1973's SOUL HUSTLER stars the former "Hound Dog Man," Fabian Forte, the '50s teen idol, who is better than you might think as Matthew, a guitar-playing, heroin-addicted drifter who becomes a gospel-rock superstar overnight. While cruising through the desert with only his two dogs and hitchhiker Brian (Larry Bishop, later the sleazy strip club owner in KILL BILL, VOL. 2) for company, Matthew stops off at an evangelical tent show owned by the shady Reverend Evin Calder (Tony Russel, the star of Antonio Margheriti's Italian space operas), where he picks up some extra bread by fleecing the crowd. Calder realizes Matthew has something he doesn't--youth and a way with a song--and hires Matthew as a headliner. Soon, with ex-junkie Vietnam vet Brian in tow as chauffeur, roadie and hooker procurer, Matthew, the Son of Jesus, heads to the top of the charts and a sold-out gig at the Los Angeles Forum, where he receives an award from the city.
Yes, it's a pretty typical show biz rags-to-riches story, and it's obvious there's going to be no easy way out for Matthew, but the production is pretty lively, the campy dialogue is fun, and--I'm ashamed to say--my toes were frequently tapping during Fabian's bubblegummy tunes, which were mostly written by Harley Hatcher (WILD WHEELS). Topper (THE HARD RIDE), who also wrote and produced SOUL HUSTLER, was obviously working with little money, and he cuts a few corners showing the various transitions in Matthew's meteoric rise, but I liked his PG feature better than I thought I would. Casey Kasem, the legendary schlock disc jockey and voiceover artist, looks ridiculous in a curly-headed rug as Matthew's PR man.
SOUL HUSTLER originally released as THE DAY THE LORD GOT BUSTED; I have an original one-sheet in which the SOUL HUSTLER title was obviously pasted over the first. The Monterey Home Video tape is complete as far as I can tell. The picture and sound were pretty good--especially considering the tape's age--and the feature is followed by two previews for other Monterey releases: 1961's JOHNNY NOBODY with Aldo Ray and 1977's HUGHES AND HARLOW: ANGELS IN HELL, directed by Larry Buchanan!
An interesting double bill would schedule SOUL HUSTLER with 1976's NASHVILLE GIRL. I can imagine Southern drive-in audiences lapping up this New World release. Softcore actress Monica Gayle stars as jailbait Jamie, a product of a strict Baptist upbringing who runs away from her hillbilly home and hitches with a pair of truckers to Nashville to become a country-western star. The sloppy screenplay sure squeezes a lot of plot into less than 90 minutes.

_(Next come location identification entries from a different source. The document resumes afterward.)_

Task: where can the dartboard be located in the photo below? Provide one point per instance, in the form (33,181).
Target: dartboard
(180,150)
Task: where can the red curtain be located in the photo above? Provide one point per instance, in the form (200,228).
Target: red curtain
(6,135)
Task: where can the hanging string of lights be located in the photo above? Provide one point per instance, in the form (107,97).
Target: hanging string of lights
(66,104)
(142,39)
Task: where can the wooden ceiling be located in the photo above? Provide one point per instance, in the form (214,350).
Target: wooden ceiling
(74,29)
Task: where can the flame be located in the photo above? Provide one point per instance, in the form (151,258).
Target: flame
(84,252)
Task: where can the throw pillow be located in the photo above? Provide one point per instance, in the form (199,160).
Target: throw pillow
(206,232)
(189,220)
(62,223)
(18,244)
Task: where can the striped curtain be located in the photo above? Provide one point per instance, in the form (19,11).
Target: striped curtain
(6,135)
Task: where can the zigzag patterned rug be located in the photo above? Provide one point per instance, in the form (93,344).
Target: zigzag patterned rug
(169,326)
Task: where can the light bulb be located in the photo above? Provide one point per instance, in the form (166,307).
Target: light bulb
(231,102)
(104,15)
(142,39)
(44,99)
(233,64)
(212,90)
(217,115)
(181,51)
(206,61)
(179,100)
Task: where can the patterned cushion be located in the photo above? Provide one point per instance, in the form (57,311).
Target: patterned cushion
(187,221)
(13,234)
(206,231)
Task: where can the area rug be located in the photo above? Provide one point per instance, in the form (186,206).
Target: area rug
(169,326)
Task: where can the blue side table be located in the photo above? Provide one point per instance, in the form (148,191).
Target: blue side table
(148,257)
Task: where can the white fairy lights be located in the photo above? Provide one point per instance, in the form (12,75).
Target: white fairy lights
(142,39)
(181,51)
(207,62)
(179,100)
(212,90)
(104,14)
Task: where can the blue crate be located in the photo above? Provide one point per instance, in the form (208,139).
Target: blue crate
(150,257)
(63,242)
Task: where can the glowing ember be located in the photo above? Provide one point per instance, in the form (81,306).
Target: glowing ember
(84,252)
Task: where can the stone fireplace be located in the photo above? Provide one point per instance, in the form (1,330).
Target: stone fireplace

After her brothers beat up her rapist, 16-year-old Jamie reaches the big city, only to be pawed and groped by literally every man she meets. She meets a friend while showering at the YWCA, loses her, meets another while serving a prison sentence for prostitution, is pawed by a lesbian guard, gets paroled, bounces around from one record producer to another, loses her virginity to one sleazebag, and finally signs a personal contract with a country superstar played by Glenn Corbett (ROUTE 66) with a penchant for young girls.
Like many exploitation movies from the 1970's, rape and statutory rape are treated casually, and without the sleaze or nudity, NASHVILLE GIRL would probably fit well as a made-for-TV movie. Gayle appeared as the sinister Dagger Deb Patch in Jack Hill's SWITCHBLADE SISTERS the year before, and it's a testimony to her range as an actress that she pulls off the naïve country girl character of Jamie pretty well. Corbett, who usually played good guys on TV, probably relished the opportunity to do something edgier, and it's likely he enjoyed the close proximity to so many nude actresses. Singer Johnny Rodriguez and songwriters Rory Bourke, Gene Dobbins and John Wills give director Gus Trikonis' (THE SWINGING BARMAIDS) expose a stamp of approval, even though it's a roaring indictment of the music industry. The songs are pretty good, and I wonder if a NASHVILLE GIRL soundtrack album ever existed (MGM Records released one for THE DAY THE LORD GOT BUSTED). Drive-in fave Marcie Barkin (THE CAR) co-stars (in the nude), along with Maytag man Jesse White, ALIAS SMITH AND JONES' Roger Davis and Leo Gordon.
Marvel Comics writer Gary Friedrich penned a pornographic novelization of Peer J. Oppenheimer's script. I used to have one, but I gave it away to someone who collects books authored by comic book scribes. Trikonis, Goldie Hawn's ex-husband, did MOONSHINE COUNTY EXPRESS next. NASHVILLE GIRL was also released as COUNTRY MUSIC DAUGHTER, probably to capitalize on the success of COAL MINER'S DAUGHTER, and NEW GIRL IN TOWN, a title used in the northern U.S. so the Yankees wouldn't know the movie was about country music.